Herbert Smith Freehills acted for the Applicant arguing that the Prosecution List website publication amounted to a permanent record and was contrary to the Act. Conversely, Workplace Health and Safety Queensland argued that the publication was intended to be an information sharing process to raise awareness of work health and safety laws which was temporary in nature being intended to appear for only five years.

The Supreme Court held that the publication was a breach of s.12(3)(b) of the Act and was not necessary for the legitimate functions of the regulator. The court stated “Identification of a particular offender who has the benefit of an order that no conviction be recorded adds nothing, unless it is intended that by naming the offender, fellow employees or commercial organisations may have regard to the circumstances of the conviction in determining whether to work with the offender, or to enter into contractual relationships with the offender.

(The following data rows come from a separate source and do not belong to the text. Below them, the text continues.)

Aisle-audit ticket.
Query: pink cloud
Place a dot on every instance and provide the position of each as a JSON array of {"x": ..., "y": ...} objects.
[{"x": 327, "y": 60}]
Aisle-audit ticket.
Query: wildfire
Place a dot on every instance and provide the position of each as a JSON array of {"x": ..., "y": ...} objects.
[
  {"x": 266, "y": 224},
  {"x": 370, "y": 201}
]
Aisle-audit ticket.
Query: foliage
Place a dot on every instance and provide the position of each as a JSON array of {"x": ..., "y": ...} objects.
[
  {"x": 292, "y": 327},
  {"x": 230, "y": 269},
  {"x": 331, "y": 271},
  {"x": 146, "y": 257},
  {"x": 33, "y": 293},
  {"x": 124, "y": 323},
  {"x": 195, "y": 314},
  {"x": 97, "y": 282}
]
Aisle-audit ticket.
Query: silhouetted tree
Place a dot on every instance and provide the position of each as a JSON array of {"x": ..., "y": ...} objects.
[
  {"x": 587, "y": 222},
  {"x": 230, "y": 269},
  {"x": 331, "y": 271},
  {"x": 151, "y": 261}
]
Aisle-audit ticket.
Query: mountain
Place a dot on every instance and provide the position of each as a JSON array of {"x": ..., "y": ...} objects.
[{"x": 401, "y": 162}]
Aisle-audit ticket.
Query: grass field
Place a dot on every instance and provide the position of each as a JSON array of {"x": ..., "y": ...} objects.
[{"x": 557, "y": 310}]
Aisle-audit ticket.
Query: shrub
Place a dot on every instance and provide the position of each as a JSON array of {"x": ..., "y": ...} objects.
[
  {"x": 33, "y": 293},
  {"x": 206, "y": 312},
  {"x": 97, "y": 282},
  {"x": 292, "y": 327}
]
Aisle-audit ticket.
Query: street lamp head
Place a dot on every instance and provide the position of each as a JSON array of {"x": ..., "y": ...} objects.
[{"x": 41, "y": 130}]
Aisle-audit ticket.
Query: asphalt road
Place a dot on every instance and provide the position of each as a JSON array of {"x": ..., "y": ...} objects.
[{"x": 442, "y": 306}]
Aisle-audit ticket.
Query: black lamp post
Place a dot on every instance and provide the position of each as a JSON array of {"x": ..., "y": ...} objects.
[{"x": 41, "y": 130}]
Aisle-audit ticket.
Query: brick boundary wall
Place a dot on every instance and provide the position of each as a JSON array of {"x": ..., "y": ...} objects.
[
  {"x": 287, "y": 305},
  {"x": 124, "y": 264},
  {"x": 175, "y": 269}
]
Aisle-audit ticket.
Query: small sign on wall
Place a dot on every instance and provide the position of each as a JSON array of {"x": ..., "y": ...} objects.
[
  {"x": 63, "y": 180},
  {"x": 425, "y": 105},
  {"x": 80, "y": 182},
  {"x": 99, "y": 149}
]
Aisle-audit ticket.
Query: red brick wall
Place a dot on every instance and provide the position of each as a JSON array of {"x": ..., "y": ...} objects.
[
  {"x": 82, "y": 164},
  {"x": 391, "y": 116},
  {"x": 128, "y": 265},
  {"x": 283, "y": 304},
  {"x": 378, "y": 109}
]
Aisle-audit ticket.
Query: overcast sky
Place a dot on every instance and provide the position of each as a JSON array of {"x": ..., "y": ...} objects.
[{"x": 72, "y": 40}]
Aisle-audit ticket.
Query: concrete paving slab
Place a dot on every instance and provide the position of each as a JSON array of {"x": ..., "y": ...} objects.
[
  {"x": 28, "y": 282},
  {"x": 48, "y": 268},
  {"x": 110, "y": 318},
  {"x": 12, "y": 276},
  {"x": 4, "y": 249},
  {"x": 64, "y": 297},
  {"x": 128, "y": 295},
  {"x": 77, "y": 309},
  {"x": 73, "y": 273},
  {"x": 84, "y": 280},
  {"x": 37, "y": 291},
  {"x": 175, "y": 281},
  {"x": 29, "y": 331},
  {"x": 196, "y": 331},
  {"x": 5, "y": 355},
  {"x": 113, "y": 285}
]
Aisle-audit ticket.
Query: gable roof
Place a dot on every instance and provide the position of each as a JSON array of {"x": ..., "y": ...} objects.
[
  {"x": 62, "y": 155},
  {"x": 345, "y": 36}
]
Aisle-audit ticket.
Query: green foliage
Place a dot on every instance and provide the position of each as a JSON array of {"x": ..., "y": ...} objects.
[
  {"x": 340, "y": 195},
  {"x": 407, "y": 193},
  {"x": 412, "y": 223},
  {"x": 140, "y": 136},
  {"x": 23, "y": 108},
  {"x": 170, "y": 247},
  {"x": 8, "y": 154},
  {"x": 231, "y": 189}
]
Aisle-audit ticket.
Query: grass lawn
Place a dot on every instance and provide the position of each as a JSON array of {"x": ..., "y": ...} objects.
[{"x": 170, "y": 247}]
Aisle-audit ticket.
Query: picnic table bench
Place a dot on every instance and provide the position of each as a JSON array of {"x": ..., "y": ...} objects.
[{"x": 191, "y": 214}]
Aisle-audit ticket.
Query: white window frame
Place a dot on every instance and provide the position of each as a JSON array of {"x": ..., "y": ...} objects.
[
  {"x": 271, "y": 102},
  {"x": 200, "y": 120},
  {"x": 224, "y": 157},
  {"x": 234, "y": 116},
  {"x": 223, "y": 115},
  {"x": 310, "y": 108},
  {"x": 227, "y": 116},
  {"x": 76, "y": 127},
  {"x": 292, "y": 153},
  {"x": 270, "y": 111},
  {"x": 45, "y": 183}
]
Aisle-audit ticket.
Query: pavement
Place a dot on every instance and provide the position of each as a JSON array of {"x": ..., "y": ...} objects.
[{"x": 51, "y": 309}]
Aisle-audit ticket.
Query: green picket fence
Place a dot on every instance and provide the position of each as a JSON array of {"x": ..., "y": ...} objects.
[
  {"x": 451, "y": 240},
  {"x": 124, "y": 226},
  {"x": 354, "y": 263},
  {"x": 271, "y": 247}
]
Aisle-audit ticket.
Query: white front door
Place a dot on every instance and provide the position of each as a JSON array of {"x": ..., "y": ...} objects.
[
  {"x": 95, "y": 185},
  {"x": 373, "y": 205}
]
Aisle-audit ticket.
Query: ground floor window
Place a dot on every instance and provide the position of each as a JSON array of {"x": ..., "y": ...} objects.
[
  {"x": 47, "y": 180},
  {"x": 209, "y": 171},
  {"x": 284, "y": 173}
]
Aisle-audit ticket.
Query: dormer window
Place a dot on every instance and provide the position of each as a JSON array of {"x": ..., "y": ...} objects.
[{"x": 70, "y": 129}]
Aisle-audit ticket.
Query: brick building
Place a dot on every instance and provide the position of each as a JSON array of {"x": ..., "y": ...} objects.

Such a purpose is contrary to the rationale for the discretionary power in s.12 of the Act”. The court also held that the Work Health and Safety Act 2011 (Qld) did not contain an implied intention that would override this effect.1

There are many individuals and corporations, convicted in Queensland of a work health and safety offence with an order that ‘no conviction be recorded’. Each of these parties can now require that the regulator remove their identifying details from any publication.

An important consequence of this decision, is that the discretion of a trial court not to record a conviction will be of greater significance in any prosecutions going forward. This matter, which has until now been given only cursory attention at sentencing hearings, will be contentiously argued where the regulator sees a publication as desirable.